Three gins in and I look at the books in the crates waiting for me to move them downstairs, and I'm thinking, I'll never read all those, and suddenly I realise yes, I am older, and I don't want to say old, but a woman once asked me if I was the twins' granddad and I should have been mortified, but instead I thought it was just what I deserved, because I did get old and now I cannot ever be young again.
Three gins in and I think, I'll never see Stockholm. And it's not that I particularly want to see Stockholm, it's just that I'd like the option.
And I didn't dance when I was in Barcelona, because I choose women who choose me and I was chosen by a woman like a sheet anchor, who had no way to have fun unless you made fun for her, a woman who had no idea how her heart could sing, who focused only on how I should play the tune.
Three gins in and I remember a gentle squeeze on my fingers, I will never see you again, and I don't understand why everyone thinks it's kindness simply to love me. I have needs too.
You'd think they'd realise.
Three gins in and I remember you, my clearest memory I think, in a pressed white blouse, in a rush, no more than a minute or two to give me.
And I think, I love her, I'm sure I love her, but you, you had better things to do, better or more pressing, but anyway, you left without even kissing me goodbye, and I loved you all the more, but
I don't believe love ever dies.
I don't know whether it's just because I will not let it expire or because I truly believe it is a thing in this world or because I want to believe I will always be loved.
I prefer my dreams to reality. I prefer to be a true believer to believing in nothing, even though there is nothing to believe in. I would rather die for an ideal than live forever mired in the real.
I want there to be a book in which we are written, each of us, where we are weighed. I want there to be a book in which we are judged fairly.
I know there is nothing but darkness outside but it doesn't stop me from wanting. We all get given shovels. We can spend our days digging our own graves or we can dig foundations. You don't get to just stand there shovel in hand. You just don't. I can't prove it but I know you don't.
On the freeway
Stop the car, I want to get out. I would rather walk from here. At least then I choose where I'm going. You drive on. You take the path you want to take. I will never see you again. Your memory of me will be a stooped figure striding purposefully down a road he doesn't know, going where he doesn't want to go, bowed down and slow.

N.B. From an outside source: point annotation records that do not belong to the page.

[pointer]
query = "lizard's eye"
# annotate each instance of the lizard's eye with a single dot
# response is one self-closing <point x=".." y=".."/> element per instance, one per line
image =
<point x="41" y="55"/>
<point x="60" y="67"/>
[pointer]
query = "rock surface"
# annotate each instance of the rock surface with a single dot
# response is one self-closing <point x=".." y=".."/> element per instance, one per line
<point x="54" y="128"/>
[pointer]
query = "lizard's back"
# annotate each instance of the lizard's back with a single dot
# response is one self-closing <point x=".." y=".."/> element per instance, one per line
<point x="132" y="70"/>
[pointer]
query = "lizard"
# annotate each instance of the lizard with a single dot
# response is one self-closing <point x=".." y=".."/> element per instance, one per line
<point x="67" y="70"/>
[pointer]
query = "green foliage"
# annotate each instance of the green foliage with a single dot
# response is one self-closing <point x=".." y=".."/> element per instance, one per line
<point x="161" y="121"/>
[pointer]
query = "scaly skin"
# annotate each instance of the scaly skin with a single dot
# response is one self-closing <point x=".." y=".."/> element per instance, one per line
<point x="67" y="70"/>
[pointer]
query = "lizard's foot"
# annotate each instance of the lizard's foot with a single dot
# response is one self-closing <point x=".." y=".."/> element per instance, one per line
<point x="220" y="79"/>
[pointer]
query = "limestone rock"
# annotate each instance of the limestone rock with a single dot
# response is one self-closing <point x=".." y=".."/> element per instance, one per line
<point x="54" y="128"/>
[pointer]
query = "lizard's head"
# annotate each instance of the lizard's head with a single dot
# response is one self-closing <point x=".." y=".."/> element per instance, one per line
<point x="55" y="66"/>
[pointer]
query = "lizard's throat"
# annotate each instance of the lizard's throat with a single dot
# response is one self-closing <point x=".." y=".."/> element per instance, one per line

Let me out so I can walk. I don't know where this road leads and I don't know how I will get home. I feel your hand on mine, you squeeze my hand like I am a child who needs comforting. It's reflexive, you don't think about it. You cannot help it. You are moved to pity. I don't know how I will get home. I feel the same fear I felt when I was younger. I never liked to be driven to parties that were nowhere near public transport. I feared being trapped.
Or feared losing my way. It's never been clear to me which. I cannot dissect what is in my heart. I cannot parse it. I cannot change a word of it because it speaks to me; I do not say it.
Pity is unkind. You think it is generous. But pity is just another form of vanity. And the first and last rule of freedom is to exorcise vanity.
Stop the car, we've already said goodbye. Well, you said it even if you don't know you did and I don't get to say anything. If I just talk to myself, I will get a fair hearing.
I am a pretty harsh judge but at least I'm willing to listen.
I wish I had believed in God. Believing in God is believing in change. The only change you can believe in without God is dissolution. The only change you can experience without God is the end of your world, that it will all slide into the abyss.
I feel your hand on mine, squeezing my fingers briefly, just once, twice, then you put your hand back on the wheel. I am miserable here. I am condemned to sit in someone else's car while they decide where I am going. This is my whole life. Why should you be any different from all the other drivers on this road? When I look out at the traffic, I see a thousand drivers in a thousand cars, and they all know where they are going, although I hold out hope that some at least do not know why.
I wish I had believed in myself.
I have tasted freedom. I know what it looks like, what it feels like. But it's not somewhere you get to. It's the journey itself.
I will never see you again. You are somewhere on the roads of this city, driving somewhere I do not know where. I sit down by the side of the road, pull out my Kindle and start to read. Before long, I have forgotten where I am.